One the the aims, a point of, Brexit was the ability to stop spraying money at farmers. So, now we’ve got Brexit what is government doing? Spraying more money at farmers:
Ministers are considering boosting payments to farmers under the new post-Brexit subsidy programme after concerns were raised in trials that support on offer is too low.
Officials are testing a new financial support scheme that will be vital for keeping farms afloat – but some of those taking part in the trials warned of a shortfall in suggested payment rates.
Payment levels are being reviewed by the Government and could be changed to make them more attractive to farmers who are currently heavily reliant on state support, sources said.

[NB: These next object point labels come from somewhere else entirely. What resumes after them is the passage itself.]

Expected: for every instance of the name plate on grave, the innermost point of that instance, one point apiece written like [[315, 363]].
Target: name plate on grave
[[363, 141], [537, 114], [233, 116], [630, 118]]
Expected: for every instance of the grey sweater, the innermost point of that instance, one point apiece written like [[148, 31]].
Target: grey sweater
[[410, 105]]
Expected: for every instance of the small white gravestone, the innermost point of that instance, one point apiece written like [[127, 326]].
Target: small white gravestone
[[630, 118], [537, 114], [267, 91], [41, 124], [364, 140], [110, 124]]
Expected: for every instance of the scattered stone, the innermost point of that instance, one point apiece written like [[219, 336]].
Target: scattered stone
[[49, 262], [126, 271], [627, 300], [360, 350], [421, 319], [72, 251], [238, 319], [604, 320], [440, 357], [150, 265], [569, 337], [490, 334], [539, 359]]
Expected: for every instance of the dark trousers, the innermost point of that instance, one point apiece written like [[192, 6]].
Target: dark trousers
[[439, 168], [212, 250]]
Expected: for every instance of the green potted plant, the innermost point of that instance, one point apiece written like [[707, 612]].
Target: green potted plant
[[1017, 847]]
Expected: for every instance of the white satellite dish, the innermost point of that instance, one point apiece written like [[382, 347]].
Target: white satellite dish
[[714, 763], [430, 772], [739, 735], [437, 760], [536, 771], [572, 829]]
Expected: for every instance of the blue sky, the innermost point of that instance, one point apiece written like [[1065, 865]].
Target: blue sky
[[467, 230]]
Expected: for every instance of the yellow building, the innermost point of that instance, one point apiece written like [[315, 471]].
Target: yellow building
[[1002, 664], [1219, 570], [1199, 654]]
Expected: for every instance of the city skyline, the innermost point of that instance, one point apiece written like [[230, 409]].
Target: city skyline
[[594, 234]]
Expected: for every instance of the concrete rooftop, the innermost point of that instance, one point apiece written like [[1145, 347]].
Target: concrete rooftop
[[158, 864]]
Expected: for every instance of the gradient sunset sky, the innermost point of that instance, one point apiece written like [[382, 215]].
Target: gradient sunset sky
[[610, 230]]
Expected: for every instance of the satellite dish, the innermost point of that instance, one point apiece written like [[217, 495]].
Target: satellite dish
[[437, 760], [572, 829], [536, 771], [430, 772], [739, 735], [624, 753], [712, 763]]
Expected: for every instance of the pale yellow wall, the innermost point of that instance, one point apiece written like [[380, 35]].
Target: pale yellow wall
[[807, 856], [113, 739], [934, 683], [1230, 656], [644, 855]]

Here’s what the basic farming problem is – too much subsidy.
Yes, too much.
As David Ricardo pointed out in 1817 – time enough for people to grasp the point – if we give money to people who use land then that money we give to people who use land becomes capitalised into the value of land and rents rise. So, farmland costs a lot these days – £10,000 a hectare sort of level. So, in order to be a farmer you’ve got to have lots of capital. This makes farming an ex[pensive thing to be doing. The reason land costs so much? The fact that we subsidise the use of land to farm upon.
If we didn’t subsidise then farm land would be cheaper. The costs of being a farmer would be lower. Therefore we wouldn’t need to subsidise farming because we’d no longer be subsidising farming.
True, this would make every current farmer go bust but so what?
The direct payments, which make up the bulk of the CAP support, accounted for 71pc of farms’ net income – earnings from output and subsidies minus taxes, interest, production and staff costs.
Lower the cost of land and thereby reduce the costs of farming. The reason we’re not doing this is that, of course, government never does do the sensible thing, does it?